Many people attribute their sleep struggles to mental health issues (me), external stress (me) and their sleep location (me, I hate those fucking birds on my roof). Not getting adequate sleep can take a slightly stressful situation from manageable to crying in a bathroom. Here are my tips for becoming a morning person…or just sucking a little less at mornings.

 

  1. No snooze button… I know, I know, it’s the most tempting button in the world but it is HORRIBLE for you. The snooze button let’s your poor sleepy body, who stayed up way too late last night eating Hot Cheetos while googling meal prep ideas for your #healthy life, think that it can get another REM cycle when in reality it just gets a little relaxed and then BOOM GET UP GET UP WE ARE UNDER ATTACK…oh..that’s just the alarm again. Stopping the snooze is hard but not impossible and the best way to stop the snooze is to get enough sleep…vicious cycle.
  2. To help you stop the snooze the best thing you can do for your body is put it on a bedtime routine. I have established a bedtime routine that consists of drinking hot tea or a Calm packet (magnesium is wonderful as a sleep aid), climbing into bed and turning off screens by 9:30, trying to fit in a meditation with my Calm App and reading until I am sleepy. As a bookworm this can be dangerous so I often set a 30 minute time to make sure I’m checking in with myself by 10pm to see if I’m sleepy. I also like to turn on my sea salt lamp and diffuser with a relaxing scent like eucalyptus or lavender. Making bedtime a cozy time that I look forward to is most of the fun.The toughest part of this comes in the morning…even if I’m awake until 3am panicking about work or listening to the drunk neighbors yell at eachother I always get up around the same time. I never let myself sleep one hour past my normal wake-up time of weekdays or two hours past on weekend. Not oversleeping has helped shake that sluggish feeling that prevented me from waking up for my morning workouts.
  3. I wake up a lot throughout the night due to noises and changes in light. That’s why I highly recommend buying a sleep mask and some cheap earplugs to keep around.
  4. Habits throughout the day. I have two strict rules, no caffeine after lunch and no staying stagnant all day. Even if it is just a walk I have to get some form of exercise in to wear myself out. If I stay caged inside all day and don’t at least do a yoga or PIT28 video I struggle to go to sleep at night. An object in motion does not always stay in motion; sometime’s she stops moving and sleeps like a baby instead.
  5. Don’t put pressure on yourself to get it right the first time or everytime. Some nights my routine and lifestyle changes work perfectly, sometimes I stay up until midnight pondering the meaning of life (literally, what the fuck are we doing here). The important thing is to not stress over the inability to fall asleep…the stress will just keep you up even later. I love using my Calm App when I can’t sleep. I turn on a 35 minute deep sleep meditation and let the app take me the sleepy town.

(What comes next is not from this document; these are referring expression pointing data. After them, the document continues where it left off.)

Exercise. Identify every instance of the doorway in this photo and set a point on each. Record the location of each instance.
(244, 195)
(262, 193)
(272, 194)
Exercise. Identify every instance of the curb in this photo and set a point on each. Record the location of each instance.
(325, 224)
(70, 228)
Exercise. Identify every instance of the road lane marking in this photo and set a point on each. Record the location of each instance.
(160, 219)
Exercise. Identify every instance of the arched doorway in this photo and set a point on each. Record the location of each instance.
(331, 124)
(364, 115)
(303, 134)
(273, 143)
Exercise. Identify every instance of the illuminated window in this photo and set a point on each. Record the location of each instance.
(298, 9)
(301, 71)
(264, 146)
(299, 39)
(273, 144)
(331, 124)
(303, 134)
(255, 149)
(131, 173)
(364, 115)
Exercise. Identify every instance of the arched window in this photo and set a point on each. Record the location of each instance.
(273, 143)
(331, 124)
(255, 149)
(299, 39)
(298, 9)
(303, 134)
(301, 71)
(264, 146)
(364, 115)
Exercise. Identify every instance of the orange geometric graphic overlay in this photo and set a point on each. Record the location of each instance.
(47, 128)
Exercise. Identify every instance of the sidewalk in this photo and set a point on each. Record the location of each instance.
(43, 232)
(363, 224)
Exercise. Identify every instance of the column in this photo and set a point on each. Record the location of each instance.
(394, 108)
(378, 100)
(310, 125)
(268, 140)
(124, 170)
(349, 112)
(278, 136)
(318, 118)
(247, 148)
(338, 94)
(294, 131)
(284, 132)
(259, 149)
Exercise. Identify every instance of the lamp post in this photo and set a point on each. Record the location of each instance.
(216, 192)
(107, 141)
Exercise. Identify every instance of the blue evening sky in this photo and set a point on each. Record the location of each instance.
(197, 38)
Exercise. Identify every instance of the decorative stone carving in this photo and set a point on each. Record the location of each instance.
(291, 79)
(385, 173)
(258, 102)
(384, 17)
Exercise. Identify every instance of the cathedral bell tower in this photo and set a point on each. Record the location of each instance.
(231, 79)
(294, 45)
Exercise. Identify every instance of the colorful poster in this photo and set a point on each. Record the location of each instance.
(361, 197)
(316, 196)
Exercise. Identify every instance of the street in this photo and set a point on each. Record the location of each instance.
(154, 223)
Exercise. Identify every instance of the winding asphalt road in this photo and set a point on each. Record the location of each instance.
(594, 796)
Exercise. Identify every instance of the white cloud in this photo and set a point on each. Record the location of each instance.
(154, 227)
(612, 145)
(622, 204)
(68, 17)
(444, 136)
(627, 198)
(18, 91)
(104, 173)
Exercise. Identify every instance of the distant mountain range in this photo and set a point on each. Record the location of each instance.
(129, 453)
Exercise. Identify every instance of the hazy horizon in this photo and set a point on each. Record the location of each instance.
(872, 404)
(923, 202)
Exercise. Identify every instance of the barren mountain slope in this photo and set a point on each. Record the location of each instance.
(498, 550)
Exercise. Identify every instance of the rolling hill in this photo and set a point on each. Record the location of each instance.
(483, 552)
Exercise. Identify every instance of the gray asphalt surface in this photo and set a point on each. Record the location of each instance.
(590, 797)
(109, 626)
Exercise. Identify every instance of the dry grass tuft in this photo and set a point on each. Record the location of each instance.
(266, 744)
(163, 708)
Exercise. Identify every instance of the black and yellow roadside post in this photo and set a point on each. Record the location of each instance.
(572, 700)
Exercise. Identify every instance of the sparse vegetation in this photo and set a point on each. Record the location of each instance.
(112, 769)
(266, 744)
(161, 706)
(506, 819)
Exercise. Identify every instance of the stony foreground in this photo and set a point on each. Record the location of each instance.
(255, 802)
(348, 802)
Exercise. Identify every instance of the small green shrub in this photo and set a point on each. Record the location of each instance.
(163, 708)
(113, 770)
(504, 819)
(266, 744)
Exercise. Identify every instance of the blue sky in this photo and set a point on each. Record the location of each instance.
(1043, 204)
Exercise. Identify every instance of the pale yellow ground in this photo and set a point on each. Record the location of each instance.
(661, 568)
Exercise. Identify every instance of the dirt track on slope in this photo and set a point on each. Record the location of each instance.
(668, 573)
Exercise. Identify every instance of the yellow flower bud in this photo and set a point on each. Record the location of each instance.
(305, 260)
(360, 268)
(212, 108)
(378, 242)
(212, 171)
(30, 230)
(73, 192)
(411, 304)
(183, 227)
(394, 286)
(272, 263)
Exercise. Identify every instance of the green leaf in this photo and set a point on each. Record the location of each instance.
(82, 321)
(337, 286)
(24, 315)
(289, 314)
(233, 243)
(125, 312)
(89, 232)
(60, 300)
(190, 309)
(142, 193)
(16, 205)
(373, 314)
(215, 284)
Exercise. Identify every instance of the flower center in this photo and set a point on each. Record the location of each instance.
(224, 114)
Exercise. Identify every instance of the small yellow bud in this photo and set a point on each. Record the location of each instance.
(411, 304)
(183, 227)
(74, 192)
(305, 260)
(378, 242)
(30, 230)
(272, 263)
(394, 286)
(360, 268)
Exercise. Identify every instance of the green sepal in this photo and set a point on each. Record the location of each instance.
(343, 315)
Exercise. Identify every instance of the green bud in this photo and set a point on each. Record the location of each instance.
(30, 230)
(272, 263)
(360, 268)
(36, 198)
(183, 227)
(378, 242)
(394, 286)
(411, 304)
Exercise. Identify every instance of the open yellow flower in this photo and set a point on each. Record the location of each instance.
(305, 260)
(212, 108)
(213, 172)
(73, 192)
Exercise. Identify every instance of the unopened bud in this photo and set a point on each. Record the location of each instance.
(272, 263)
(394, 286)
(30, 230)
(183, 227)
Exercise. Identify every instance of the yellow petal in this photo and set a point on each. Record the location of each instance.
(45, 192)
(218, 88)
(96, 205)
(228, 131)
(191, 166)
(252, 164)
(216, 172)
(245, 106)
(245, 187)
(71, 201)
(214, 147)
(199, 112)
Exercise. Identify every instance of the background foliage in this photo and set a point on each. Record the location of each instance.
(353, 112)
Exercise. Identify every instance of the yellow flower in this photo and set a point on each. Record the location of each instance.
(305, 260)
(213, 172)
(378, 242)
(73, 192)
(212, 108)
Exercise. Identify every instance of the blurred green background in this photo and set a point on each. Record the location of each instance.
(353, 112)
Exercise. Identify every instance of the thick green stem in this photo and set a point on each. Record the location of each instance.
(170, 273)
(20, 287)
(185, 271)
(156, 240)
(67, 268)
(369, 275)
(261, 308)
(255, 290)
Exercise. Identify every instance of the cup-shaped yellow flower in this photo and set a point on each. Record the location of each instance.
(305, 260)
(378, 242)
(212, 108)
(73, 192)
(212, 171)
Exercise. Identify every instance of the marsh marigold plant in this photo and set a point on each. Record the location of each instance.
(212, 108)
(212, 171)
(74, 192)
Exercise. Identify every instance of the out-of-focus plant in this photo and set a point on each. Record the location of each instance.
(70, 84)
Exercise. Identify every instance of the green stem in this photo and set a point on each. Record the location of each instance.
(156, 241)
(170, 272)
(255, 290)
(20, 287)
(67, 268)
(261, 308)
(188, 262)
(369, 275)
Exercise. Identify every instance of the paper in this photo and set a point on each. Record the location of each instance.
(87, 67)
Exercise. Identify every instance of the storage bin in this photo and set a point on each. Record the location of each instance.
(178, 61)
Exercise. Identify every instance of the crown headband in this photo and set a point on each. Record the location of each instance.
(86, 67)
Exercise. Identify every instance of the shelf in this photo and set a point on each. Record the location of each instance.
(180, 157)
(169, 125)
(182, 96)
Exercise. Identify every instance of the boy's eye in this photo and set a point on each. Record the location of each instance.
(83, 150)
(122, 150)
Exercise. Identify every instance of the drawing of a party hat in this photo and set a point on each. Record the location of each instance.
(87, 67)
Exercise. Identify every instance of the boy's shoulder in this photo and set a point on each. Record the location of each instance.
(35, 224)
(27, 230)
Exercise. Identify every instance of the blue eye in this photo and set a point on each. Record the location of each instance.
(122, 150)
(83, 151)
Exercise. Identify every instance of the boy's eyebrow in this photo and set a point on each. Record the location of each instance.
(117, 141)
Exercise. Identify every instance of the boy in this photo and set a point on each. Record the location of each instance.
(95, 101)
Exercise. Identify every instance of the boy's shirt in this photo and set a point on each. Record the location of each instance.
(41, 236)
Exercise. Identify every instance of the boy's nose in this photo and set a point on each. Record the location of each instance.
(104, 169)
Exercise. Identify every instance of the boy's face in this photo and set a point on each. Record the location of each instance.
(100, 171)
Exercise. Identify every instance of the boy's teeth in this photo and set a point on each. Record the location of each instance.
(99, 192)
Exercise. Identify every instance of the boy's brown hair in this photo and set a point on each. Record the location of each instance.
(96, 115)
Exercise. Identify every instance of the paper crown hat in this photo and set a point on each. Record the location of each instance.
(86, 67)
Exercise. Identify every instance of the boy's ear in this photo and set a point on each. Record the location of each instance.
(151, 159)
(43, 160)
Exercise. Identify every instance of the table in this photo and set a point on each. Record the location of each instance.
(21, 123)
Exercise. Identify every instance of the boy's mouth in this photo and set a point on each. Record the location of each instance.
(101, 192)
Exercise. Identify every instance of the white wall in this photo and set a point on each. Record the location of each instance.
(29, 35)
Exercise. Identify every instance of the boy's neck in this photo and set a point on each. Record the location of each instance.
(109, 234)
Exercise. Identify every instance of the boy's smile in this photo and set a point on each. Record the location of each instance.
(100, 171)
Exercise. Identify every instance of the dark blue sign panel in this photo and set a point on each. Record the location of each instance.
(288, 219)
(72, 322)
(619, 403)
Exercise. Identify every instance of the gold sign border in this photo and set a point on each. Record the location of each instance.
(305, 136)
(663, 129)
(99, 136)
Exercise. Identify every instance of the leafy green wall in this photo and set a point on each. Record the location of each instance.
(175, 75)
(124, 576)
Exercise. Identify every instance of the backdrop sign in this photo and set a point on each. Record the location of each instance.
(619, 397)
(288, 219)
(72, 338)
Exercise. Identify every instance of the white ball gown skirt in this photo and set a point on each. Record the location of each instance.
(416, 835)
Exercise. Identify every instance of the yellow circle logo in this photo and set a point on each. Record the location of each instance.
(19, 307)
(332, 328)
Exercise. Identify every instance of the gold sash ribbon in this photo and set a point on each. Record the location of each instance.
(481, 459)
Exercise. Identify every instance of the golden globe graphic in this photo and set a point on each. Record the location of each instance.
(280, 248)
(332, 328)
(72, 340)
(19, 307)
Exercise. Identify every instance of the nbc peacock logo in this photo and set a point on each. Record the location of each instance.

There are so many ways to create and maintain healthy sleep practices but the most important thing is determination, faith in your body and a little discipline. Having health sleeping habits is just one of the many ways I have learned to prioritize myself and practice self-love and gratitude. Sleep is my way of thanking my body for making it through the day.

What are some of your sleep struggles and how do you combat them?